这项首次人体 I 期研究 (NCT03179436) 在晚期实体瘤患者中研究了抗细胞毒性 T 淋巴细胞相关蛋白 4 单克隆抗体 quavonlimab 和抗程序性死亡 1 单克隆抗体 pembrolizumab。该研究分两部分进行:剂量递增(第 1 部分)和剂量确认(第 2 部分)。quavonlimab + pembrolizumab 的一线治疗具有令人鼓舞的抗肿瘤活性(客观缓解率 [ORR],28%-40%)并且总体耐受性良好(使用 quavonlimab 25 mg 每次治疗时,≥3 级的治疗相关不良事件 [TRAEs] 最低6 周 [Q6W] 为 30%,quavonlimab 75 mg Q3W 为 57%,在非小细胞肺癌中最高。我们提供了接受二线或后续治疗的广泛期小细胞肺癌 (SCLC) 患者的数据。

材料和方法

III/IV 期 SCLC 患者接受 quavonlimab 75 mg Q6W 加 p​​embrolizumab 200 mg Q3W ≤2 年。主要终点是安全性和耐受性;根据实体瘤中的反应评估标准 v1.1通过盲法独立中央审查评估的 ORR是次要终点。
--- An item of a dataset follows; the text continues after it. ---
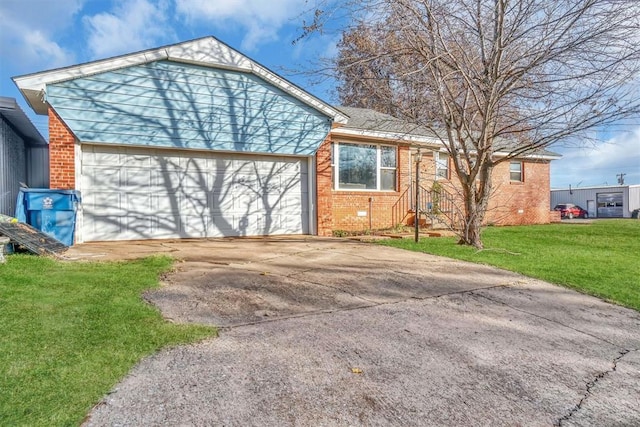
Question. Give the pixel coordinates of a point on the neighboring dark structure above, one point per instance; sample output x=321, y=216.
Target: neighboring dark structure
x=24, y=155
无进展生存期 (PFS)、总生存期 (OS) 以及反应与 PD-L1 表达的相关性是探索性终点。

结果

40 名广泛期 SCLC 患者接受了治疗;中位随访时间为 13 个月。4 名患者 (10%) 发生了剂量限制性毒性。80% 的患者发生了 TRAE;33% 的患者发生了 3 级事件,并且没有报告 4/5 级事件。所有患者中确认的 ORR (95% CI) 为 18% (7-33),PD-L1 阳性肿瘤 ( n = 14)为 7% (<1-34),PD 为19% (5-42) -L1-阴性肿瘤(n = 21)。反应持续时间从 2.9 到 19.1+ 个月不等。中位 PFS 为 2.0 个月;6 个月 PFS 率为 26%。中位 OS 为 11.0 个月;6 个月 OS 率为 66%。

结论

quavonlimab + pembrolizumab 在广泛期 SCLC 患者中观察到令人鼓舞的抗肿瘤活性;在 PD-L1 阳性和 PD-L1 阴性肿瘤中观察到反应。这种组合是可以忍受的,毒性可控。